Para que esse texto confessional de minha incapacidade profissional ganhasse a textura e a robustez de verdades consolidas, seria preciso reunir pelo menos 100 itens que colecionaria nos arquivos desta publicação. São tantas derrapagens, tanta burrice, tanto escravagismo material e ético aos políticos de plantão que, provavelmente, concorreria ao Prêmio Nobel do Avesso. 

Aliás, ao chegar a esse ponto do texto, pensei em alterar o título para algo como “Eu mereço o Prêmio Nobel do Avesso”. Não seria lindo? Seria um gesto magnânimo de humildade. E provavelmente despertaria a fé cega dos leitores mais arraigadamente municipalistas que me concederiam prováveis complementos de descompromisso com o Grande ABC. 

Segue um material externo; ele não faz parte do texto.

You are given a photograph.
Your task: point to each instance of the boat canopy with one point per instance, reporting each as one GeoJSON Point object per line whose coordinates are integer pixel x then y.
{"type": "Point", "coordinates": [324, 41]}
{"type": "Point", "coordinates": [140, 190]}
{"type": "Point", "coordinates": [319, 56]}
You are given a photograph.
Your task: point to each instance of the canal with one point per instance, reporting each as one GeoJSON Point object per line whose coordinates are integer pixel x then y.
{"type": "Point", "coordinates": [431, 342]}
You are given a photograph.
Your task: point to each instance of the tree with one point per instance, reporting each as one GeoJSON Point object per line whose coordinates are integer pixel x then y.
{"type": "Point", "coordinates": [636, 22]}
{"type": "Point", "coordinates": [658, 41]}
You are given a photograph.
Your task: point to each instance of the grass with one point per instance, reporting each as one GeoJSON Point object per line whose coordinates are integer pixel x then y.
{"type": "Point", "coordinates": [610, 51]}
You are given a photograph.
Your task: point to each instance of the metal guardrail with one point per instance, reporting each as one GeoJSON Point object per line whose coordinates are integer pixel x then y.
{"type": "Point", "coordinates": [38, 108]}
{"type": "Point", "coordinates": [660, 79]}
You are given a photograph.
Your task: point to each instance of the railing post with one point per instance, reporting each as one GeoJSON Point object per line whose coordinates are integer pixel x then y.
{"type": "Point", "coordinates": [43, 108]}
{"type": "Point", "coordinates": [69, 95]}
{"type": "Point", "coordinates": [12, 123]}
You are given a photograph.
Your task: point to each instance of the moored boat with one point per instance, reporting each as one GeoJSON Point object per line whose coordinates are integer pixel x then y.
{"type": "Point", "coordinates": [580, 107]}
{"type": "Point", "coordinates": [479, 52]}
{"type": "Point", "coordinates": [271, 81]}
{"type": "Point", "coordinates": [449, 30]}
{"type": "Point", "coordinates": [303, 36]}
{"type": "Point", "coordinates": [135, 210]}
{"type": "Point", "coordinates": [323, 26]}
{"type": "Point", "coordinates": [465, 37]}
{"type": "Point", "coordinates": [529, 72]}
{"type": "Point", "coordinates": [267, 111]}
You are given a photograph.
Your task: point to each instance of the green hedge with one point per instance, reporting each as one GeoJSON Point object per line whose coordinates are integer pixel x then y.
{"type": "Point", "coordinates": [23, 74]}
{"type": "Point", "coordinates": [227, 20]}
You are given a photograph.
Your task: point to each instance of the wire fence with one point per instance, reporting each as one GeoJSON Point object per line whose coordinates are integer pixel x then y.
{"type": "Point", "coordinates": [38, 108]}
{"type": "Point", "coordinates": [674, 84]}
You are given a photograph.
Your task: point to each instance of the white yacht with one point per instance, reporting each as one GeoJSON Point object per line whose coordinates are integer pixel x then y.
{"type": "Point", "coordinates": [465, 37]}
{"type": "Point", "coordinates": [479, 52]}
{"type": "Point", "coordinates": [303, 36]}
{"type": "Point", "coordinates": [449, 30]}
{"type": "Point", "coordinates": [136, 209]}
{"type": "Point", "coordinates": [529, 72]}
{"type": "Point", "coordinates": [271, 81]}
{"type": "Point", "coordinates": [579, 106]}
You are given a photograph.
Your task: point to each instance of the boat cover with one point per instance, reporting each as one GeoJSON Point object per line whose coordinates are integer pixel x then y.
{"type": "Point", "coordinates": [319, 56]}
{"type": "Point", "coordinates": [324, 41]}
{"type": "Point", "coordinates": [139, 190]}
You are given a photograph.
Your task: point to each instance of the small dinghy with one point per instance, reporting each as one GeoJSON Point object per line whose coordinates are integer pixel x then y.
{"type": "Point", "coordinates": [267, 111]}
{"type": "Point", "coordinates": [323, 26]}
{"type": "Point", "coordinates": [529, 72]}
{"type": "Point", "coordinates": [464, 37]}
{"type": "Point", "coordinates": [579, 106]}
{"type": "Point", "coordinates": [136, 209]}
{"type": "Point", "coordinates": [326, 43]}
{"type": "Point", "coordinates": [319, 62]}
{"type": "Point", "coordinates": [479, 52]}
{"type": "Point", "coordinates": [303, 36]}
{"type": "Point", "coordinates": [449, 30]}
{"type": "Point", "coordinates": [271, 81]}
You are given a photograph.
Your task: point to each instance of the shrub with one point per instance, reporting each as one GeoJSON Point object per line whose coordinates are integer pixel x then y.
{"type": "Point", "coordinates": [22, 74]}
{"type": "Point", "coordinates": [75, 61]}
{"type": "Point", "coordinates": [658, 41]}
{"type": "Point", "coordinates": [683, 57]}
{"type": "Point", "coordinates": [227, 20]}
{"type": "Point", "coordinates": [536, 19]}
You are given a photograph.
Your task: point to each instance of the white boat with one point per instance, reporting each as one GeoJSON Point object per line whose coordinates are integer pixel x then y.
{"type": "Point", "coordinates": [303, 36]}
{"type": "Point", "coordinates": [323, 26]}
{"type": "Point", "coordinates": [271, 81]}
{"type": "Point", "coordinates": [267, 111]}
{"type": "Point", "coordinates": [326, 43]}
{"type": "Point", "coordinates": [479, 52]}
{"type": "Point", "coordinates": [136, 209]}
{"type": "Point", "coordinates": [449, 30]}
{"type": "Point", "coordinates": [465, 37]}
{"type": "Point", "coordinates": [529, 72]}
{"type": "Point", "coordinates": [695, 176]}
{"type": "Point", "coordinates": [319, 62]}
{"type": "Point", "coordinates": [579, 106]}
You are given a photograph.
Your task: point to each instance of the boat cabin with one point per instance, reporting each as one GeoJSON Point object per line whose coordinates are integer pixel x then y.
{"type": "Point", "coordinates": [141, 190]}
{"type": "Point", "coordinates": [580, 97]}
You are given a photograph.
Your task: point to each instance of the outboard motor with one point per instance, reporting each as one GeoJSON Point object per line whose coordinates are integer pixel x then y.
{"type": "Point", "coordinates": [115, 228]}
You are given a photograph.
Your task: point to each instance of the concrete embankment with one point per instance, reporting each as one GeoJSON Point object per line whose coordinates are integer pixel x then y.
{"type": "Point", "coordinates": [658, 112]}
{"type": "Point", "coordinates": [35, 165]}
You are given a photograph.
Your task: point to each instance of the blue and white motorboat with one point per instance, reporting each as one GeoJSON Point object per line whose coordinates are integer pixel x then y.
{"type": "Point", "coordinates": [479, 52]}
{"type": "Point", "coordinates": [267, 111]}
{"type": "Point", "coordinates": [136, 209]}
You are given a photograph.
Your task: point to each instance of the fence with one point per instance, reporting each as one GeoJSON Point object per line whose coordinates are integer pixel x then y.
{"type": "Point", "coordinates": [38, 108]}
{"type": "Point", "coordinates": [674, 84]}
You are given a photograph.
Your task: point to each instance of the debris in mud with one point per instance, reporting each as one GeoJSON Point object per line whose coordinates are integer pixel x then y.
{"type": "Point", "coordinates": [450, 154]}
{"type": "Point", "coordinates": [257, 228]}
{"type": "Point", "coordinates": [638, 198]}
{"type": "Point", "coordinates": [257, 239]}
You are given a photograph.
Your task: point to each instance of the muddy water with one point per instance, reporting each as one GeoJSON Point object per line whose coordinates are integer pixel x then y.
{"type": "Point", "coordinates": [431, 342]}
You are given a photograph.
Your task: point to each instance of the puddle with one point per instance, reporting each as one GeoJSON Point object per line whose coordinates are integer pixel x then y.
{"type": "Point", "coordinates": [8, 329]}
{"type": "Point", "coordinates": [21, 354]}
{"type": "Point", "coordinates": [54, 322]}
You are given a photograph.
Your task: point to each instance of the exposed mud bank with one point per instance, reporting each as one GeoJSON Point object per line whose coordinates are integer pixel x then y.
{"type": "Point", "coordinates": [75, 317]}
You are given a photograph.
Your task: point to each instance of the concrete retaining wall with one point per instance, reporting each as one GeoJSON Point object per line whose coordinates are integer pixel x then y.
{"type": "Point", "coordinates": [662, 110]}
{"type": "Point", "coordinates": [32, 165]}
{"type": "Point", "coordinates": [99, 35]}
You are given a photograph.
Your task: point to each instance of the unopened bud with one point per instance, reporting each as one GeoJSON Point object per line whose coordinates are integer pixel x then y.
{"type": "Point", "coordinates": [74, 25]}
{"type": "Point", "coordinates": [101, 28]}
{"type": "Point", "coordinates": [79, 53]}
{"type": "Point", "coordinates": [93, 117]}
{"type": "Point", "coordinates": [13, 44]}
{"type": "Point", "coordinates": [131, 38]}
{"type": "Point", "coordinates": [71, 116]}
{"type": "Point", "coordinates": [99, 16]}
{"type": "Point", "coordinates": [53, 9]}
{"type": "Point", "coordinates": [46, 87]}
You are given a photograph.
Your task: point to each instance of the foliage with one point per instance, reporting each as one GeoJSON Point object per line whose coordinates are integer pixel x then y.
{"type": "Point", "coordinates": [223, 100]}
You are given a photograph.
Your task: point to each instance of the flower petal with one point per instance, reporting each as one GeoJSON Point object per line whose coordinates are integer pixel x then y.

Juro por todos os juros que por conta disso e de muito mais acho que aquele cara com o qual tive um contato de uma hora, numa conversa cara a cara, ouvido a ouvido, saiu de alguma casa de recuperação mensal à revelia do corpo médico. 

Somente um louco me procuraria para falar do passado, do presente e do futuro do Grande ABC. Ou sobre o caso Celso Daniel. Ou sobre o futebol da região, que também jamais deixou de passar de meu pente fino de fanatismo desqualificador. 

Me enfiem uma camisa de força, urgente. Estou no lugar errado e na hora errada. Sou um lunático.